Monday, February 13, 2006

And in the end, what do I think of Griffith's Battle Tactics? He's clearly an infantry specialist - the vast majority of the book is on infantry tactics, infantry battle, and how the other services or branches affect the infantry. He doesn't even so much as quote a contemporary tactics manual for either the cavalry or the artillery. So, I suppose it's almost predictable that his natural inclination is to blame a third supporting branch for what went wrong with the infantry in the Civil War - the engineers.

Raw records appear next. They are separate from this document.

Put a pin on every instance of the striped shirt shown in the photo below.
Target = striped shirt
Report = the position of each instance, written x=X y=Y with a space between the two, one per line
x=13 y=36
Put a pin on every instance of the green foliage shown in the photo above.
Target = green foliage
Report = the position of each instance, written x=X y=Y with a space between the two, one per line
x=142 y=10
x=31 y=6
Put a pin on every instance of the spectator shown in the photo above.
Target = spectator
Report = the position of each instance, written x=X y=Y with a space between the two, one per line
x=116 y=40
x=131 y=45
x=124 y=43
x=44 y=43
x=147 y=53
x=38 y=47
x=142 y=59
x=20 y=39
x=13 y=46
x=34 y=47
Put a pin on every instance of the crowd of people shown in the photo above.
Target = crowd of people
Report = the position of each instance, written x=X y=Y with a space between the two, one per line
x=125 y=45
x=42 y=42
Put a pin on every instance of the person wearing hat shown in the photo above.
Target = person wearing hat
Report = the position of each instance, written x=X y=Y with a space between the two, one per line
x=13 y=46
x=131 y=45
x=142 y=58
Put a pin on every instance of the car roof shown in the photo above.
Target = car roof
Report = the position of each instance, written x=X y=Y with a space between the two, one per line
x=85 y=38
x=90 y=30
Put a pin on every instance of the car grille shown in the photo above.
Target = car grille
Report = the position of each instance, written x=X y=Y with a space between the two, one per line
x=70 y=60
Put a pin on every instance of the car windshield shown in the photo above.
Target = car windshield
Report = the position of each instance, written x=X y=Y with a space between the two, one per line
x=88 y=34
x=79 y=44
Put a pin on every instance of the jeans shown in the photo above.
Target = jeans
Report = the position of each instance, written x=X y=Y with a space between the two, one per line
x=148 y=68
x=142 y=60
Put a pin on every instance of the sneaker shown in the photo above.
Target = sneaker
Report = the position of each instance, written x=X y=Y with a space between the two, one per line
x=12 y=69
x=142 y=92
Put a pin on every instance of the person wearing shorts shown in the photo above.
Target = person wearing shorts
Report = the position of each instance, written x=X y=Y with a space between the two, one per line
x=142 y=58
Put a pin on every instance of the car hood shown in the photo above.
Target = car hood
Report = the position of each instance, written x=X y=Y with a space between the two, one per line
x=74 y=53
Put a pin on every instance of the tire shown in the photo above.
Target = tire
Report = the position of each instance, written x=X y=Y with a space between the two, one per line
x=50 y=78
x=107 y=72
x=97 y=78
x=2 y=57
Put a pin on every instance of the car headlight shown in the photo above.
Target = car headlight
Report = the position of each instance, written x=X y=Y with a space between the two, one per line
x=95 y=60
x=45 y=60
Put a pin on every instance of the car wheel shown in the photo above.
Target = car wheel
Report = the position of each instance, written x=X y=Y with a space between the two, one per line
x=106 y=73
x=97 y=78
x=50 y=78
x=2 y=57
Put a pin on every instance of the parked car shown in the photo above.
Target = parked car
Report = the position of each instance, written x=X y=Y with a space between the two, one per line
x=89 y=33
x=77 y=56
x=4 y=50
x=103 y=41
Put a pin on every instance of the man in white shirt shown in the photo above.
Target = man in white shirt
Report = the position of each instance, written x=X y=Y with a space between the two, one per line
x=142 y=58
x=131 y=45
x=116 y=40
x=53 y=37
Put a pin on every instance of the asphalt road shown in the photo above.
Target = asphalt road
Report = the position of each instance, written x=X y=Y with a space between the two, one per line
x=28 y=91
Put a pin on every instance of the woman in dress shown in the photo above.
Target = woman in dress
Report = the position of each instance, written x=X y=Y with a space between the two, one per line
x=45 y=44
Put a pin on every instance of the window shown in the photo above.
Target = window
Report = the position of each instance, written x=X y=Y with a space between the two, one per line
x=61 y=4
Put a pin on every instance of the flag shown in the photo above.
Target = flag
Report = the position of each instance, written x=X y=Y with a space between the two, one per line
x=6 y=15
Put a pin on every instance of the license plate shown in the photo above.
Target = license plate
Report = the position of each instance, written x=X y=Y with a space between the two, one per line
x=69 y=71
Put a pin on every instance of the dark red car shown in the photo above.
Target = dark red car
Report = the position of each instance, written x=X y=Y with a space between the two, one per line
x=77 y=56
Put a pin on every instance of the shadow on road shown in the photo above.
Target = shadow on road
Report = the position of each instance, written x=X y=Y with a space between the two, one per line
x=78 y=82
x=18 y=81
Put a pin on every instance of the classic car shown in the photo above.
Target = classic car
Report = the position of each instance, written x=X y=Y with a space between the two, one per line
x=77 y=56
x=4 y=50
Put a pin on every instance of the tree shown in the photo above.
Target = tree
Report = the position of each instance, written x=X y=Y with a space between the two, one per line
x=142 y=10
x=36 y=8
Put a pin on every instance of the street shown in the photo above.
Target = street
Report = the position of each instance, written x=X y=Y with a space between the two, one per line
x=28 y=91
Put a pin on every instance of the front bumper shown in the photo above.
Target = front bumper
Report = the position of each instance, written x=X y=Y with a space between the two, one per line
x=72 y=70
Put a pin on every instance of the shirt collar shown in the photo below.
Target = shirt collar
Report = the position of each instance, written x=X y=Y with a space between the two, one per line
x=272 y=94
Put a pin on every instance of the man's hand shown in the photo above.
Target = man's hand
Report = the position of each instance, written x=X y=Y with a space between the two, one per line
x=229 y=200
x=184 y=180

And I guess I'm somewhat sympathetic to this inclination - I want to indulge in contempt for the engineers - the Popes and McClellans and Rosecranses and Lees and Hallecks whose elitist misfires ought to be to blame for the slaughter and the stalemates. But the time-lines don't favor his arguments about the usage of entrenchment as much as Griffith'd like you to think - and his rather slap-dash binary division of early-war and late-war only partially hides the basic problem with the analysis which blames the Mahanists for the failure of the offensive in the war.

That problem is that the war isn't properly dividable in a binary fashion between the early war of fluid straight-up battle and the later war of positions and sidle-by-the-flanks. Rather, the timeline lends itself more clearly to a trinary division - an early-war reliance on Mahanist prepatory entrenchment on the Lee and McClellan and Halleck model, followed by a post-Seven-Days devolution into open-field butchery, then a bottom-up reversion to form & the introduction of a mature, integral, truly tactical system of entrenchment, starting in fits and starts among the troops during the Chancellorsville and Tullahoma campaigns, through Culp's Hill and Chickamauga and Mine's Run, and adopted near-universally in the parallel 1864 overland campaigns.

Thus, this new introduction of entrenchment was not a theoretical child of the Mahanist school, but rather an echo of the discredited corpse of Mahanist theory, cobbled together as a battlefield invention of desperation & the survival instinct. Obviously, I'm getting a lot of this from Hess's first volume on field fortifications, and I'm now greatly looking forward to the other two projected volumes, regardless of Hess's over-reliance on extraneous narrative.

Most of my other responses to Griffith are mere echoes of what I thought when I first encountered Nosworthy's re-formulation of Griffith's ideas - that the psychological quality of the bayonet as a shock weapon is a valid and interesting idea, but that to also denigrate the psychological value of entrenchment as a counter-tactic to the weapons of shock is a damned double standard; that an increase in range of half again or even double, is no improvement to be spat upon, and that Griffith's own figures take a great deal away from his would-be anti-rifle-musket revisionism; and that almost nobody is giving as much attention to the Petersburg siege battles as I suspect is necessary to properly develop the role of entrenchment and riflery in tactics.

If anyone has any suggestions for books on the Petersburg siege & the tactics thereof, I would be greatly appreciative. I know that there's that book on the ANV sharpshooters corps, and I'll probably have to read it, even though it seems to give off that "Victorious [Confederate] Arms" odor which is so familiar from WWII petty historiography. I have hopes for the second volume of Hess's work on field fortification, too.